Only the CyBC bosses and the
self-styled chieftains of 1963, who have not grown up yet, are still repeating
the myth about the Turkish rebellion, when they should be at Nicosia’s Venetian
wall, every year on this day, banging their heads against it seeking to absolve
their sins.
Coffeeshop
The Cyprus Mail’s satirical column Coffeeshop says the breakthrough on the joint declaration that was expected last weekend never materialised and Downer headed Down Under feeling very down, having pissed us off big-time by meeting Turkey’s mousy foreign minister Ahmed Davutoglu, who was visiting Kyproulla illegally, at Turkey’s illegal embassy in the pseudo-state.

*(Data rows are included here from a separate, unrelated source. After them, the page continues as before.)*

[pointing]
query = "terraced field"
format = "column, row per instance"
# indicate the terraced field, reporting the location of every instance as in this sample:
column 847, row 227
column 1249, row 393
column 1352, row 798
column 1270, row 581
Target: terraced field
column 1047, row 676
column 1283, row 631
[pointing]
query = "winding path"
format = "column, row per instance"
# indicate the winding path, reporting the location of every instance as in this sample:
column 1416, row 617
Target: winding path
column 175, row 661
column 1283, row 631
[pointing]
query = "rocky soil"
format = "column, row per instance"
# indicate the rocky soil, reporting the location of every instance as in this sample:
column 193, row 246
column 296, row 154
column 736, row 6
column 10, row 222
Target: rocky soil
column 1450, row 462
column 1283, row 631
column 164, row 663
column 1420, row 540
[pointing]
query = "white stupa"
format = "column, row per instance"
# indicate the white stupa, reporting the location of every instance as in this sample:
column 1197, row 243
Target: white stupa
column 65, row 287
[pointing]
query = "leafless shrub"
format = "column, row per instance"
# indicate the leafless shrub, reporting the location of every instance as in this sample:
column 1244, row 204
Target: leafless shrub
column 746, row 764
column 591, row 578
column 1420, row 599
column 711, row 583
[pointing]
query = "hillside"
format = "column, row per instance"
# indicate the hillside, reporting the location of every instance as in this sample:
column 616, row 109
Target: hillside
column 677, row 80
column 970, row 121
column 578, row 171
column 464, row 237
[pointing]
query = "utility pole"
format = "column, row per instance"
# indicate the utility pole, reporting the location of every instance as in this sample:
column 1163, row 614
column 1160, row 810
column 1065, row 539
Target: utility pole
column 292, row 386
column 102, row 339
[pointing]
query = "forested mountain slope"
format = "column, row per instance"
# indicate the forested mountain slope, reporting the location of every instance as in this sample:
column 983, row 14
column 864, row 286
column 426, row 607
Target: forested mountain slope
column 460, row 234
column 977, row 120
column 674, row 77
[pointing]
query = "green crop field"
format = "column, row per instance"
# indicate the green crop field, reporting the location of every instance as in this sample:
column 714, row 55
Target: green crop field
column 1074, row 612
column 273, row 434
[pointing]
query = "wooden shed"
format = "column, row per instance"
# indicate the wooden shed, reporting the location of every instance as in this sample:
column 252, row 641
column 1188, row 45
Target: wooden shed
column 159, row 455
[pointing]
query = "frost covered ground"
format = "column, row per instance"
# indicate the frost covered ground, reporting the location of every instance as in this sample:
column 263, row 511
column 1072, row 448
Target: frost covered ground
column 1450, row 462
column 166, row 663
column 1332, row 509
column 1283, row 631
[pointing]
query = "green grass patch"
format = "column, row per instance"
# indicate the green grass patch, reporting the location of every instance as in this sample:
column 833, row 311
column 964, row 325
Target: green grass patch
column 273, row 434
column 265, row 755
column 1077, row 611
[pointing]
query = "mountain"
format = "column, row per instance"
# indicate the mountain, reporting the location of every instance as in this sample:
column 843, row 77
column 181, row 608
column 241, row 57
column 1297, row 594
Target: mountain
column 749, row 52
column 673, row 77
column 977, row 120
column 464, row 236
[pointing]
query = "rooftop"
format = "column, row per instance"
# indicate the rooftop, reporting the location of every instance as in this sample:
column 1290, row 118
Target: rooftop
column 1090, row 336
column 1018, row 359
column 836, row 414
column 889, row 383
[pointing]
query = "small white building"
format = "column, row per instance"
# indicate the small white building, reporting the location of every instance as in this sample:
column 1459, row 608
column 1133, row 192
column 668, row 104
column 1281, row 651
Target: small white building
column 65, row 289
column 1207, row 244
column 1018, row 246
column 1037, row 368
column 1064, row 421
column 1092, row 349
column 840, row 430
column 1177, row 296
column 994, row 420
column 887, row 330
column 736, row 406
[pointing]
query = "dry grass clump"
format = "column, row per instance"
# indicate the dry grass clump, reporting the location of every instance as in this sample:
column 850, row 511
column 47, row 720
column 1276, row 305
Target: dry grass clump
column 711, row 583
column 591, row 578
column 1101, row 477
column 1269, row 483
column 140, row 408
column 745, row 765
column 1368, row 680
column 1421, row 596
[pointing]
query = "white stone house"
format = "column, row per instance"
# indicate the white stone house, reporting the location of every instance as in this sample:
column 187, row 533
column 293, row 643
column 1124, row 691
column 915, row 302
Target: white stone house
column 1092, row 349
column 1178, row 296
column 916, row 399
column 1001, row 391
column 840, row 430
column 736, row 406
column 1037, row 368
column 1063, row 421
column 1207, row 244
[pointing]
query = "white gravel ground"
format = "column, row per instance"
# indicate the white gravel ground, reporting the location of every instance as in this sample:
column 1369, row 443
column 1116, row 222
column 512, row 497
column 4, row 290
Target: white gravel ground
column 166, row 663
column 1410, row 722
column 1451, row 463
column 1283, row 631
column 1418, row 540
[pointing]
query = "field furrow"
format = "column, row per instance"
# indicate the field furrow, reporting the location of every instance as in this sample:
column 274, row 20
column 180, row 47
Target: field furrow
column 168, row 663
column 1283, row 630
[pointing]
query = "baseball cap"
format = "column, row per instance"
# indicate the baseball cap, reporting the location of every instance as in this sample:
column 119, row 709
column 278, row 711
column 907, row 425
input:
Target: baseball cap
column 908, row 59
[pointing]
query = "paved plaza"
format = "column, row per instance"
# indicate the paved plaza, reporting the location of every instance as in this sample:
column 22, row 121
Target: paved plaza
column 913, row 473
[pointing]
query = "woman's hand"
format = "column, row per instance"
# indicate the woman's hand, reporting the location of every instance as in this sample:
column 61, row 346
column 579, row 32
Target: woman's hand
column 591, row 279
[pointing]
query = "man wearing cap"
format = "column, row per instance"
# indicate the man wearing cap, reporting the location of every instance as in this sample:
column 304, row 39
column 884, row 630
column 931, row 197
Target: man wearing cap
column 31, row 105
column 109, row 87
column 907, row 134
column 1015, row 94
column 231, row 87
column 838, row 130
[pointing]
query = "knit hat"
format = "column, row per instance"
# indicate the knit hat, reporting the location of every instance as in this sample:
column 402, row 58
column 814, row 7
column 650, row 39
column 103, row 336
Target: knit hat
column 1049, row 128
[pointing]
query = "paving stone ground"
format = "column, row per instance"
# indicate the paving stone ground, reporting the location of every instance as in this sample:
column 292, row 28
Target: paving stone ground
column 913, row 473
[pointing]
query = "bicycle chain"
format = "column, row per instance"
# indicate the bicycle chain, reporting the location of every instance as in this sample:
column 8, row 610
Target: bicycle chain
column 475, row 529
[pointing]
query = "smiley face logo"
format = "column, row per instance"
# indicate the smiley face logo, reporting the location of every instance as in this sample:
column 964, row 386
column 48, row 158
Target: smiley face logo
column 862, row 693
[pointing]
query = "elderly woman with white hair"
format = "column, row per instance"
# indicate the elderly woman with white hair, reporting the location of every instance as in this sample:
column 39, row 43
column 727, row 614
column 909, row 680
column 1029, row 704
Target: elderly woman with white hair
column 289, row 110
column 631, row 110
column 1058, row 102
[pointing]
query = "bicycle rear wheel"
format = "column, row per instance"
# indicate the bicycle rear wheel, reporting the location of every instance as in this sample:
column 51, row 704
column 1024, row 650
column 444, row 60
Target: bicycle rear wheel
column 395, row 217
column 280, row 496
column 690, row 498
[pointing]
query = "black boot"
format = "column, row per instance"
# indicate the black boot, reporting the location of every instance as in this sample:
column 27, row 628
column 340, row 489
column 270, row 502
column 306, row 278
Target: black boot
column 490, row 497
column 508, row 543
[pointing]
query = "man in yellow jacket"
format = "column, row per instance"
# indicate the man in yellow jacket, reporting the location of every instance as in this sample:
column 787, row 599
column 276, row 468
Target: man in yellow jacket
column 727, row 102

Apparently the government made
official protests to the UN for Big Bad Al’s provocative behaviour but Ban
Ki-moon has declined to tell us what his punishment would be. Our sources at
the UN inform us however that Ban will not be sacking him because he is so fed
up with everyone in Kyproulla he believes we deserve to have to deal with the
bolshie Aussie.
Unfortunately, our collective
hatred for the Turk-loving Aussie did not keep us united for very long. Big
divisions appeared at Wednesday’s meeting of the party leaders, during which
Prez Nik presented his latest proposal for a joint declaration that was very
similar to the proposal submitted by Al.
Worse still, Nik defended the
proposal informing the moaning leaders that he would submit it to the UN and if
Eroglu accepted it, start negotiations. The professional naysayers were
apoplectic, with Ethnarch Junior, whose already sizeable arrogance was given an
unneeded boost by his election to the DIKO leadership, leading the barrage of
criticism on the poor prez. Junior is turning out more hard-line than his late
dad, if that were possible, said someone attending the meeting. The
bash-patriotic resistance fighters of DIKO, EDEK, EUROKO and Perdikis left the
meeting very disappointed and began calling for the preparation of a Plan B.
This cunning Plan B would
ensure the solution of the Cyprob without negotiations with the Turks, because
it would place the problem, as EDEK never tires of saying, “on its correct
basis, as an issue of invasion and occupation”. And if Plan B does not work, we
could prepare Plan C and then Plan D. And who knows there may be an agreement
on the text of the joint declaration before we have exhausted all the letters
of the alphabet.
If anyone was wondering why so
much fuss was being made about the joint declaration, the answer was provided
by Movement of Lillikas supporters. In a sombre statement the party warned that
before long there would be “another text based on the last one submitted by Mr
Downer so that the problems caused by some words could, supposedly be overcome.”
It added: “We want to inform
Cypriot citizens that these words are the whole essence of the Cyprus problem.
These words will determine the content and the quality of the Cyprus problem.”
And we have been wasting all these years thinking that lawyers and diplomats
could help us solve the Cyprob, when a couple of semantics professor would have
completed the job in a couple of days.